Yukarıdaki önlemler hayata geçirildiğinde mümkün ve ancak bu şekilde mümkün. Öte yandan zaten tartışmasız biçimde bütün koruyu tıbbi malzemelerin, sabun gibi temizleyicilerin herkese parasız olarak dağıtılması gerekir. Bu dönemde bunlar temel haklar kapsamında yer alıyor. Ve tabi ki bunu yapabilecek tek otorite de yine devlettir.

Öte yandan bu salgının çok yaşamsal bir gereksinimi, bir zorunluluğu çok net olarak gün yüzüne çıkardığını da görüyoruz. O da sözünü ettiğimiz önlemleri eksiksiz olarak alabilecek devlet yapısının sosyalist olma zorunluluğudur.

Yoksa evde kalın, maske takın önerileri dalga geçmek, küfür etmek gibi oluyor. Maskenin 50’lik kutusunun fiyatı 30 TL’den 300 TL’ye çıkmış, vatandaşa maske takın deniliyor. Vatandaş geçim ve iş derdinde, devlet patrona söz dinletemiyor, vatandaşa evde kal diyor, yaşlıların sokağa çıkmasını yasaklıyor. Yaşlılar sokağa çıkmasın ama ülkemizde yaşlıların önemli kısmı çalışan çocuklarıyla birlikte aynı evde yaşıyor. Dolayısıyla evde kalacaksak hep birlikte kalacağız. Evde kaldığımızda işten atılmayacağız, ücretimiz tam olarak ödenecek, devlet maske ve sabun dağıtacak.

Devletin gücü bunların hiç birisini sağlamaya yetmiyor, öyle olsaydı bu önlemler tereddütsüz biçimde uygulamaya konulmuş olurdu. Bu söylediklerim bütün ülkeler geçerli.

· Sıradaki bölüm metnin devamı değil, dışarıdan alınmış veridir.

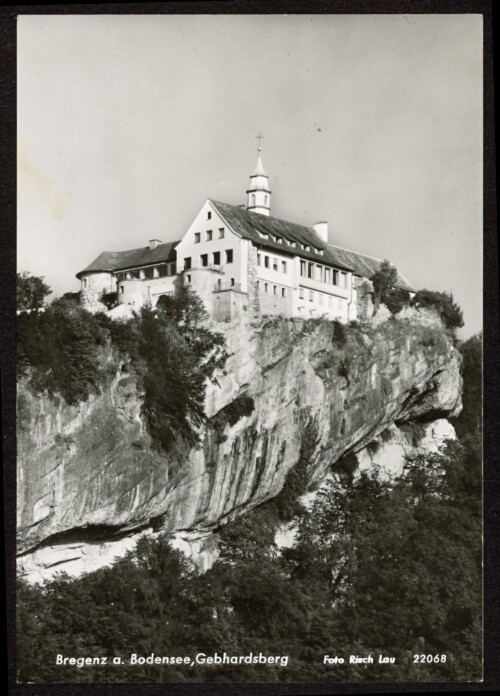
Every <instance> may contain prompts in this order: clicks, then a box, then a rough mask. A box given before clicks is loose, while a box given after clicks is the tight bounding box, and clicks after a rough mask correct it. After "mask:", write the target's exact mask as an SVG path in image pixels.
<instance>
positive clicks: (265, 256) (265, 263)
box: [257, 254, 288, 273]
mask: <svg viewBox="0 0 500 696" xmlns="http://www.w3.org/2000/svg"><path fill="white" fill-rule="evenodd" d="M262 260H264V268H272V269H273V271H278V270H280V269H281V272H282V273H286V271H287V268H288V261H281V266H280V260H279V259H276V258H274V257H271V256H267V254H257V266H262Z"/></svg>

Sorun kapitalizm. O halde sosyalist bir devlet kuracağız. İşletmeleri, serveti kamulaştırmak ve kaynakları halk için seferber etmek için.

Bütün kapitalist dünyanın salgında paralitik hale gelmiş olması bunun zorunluluğunu kanıtlıyor. Bu anlamda TKP’nin yapmış olduğu açıklama son derece yaşamsal ve tam yerine oturuyor. Bunu bir mücadele çağrısı olarak algılayarak örgütlenmek gerekiyor.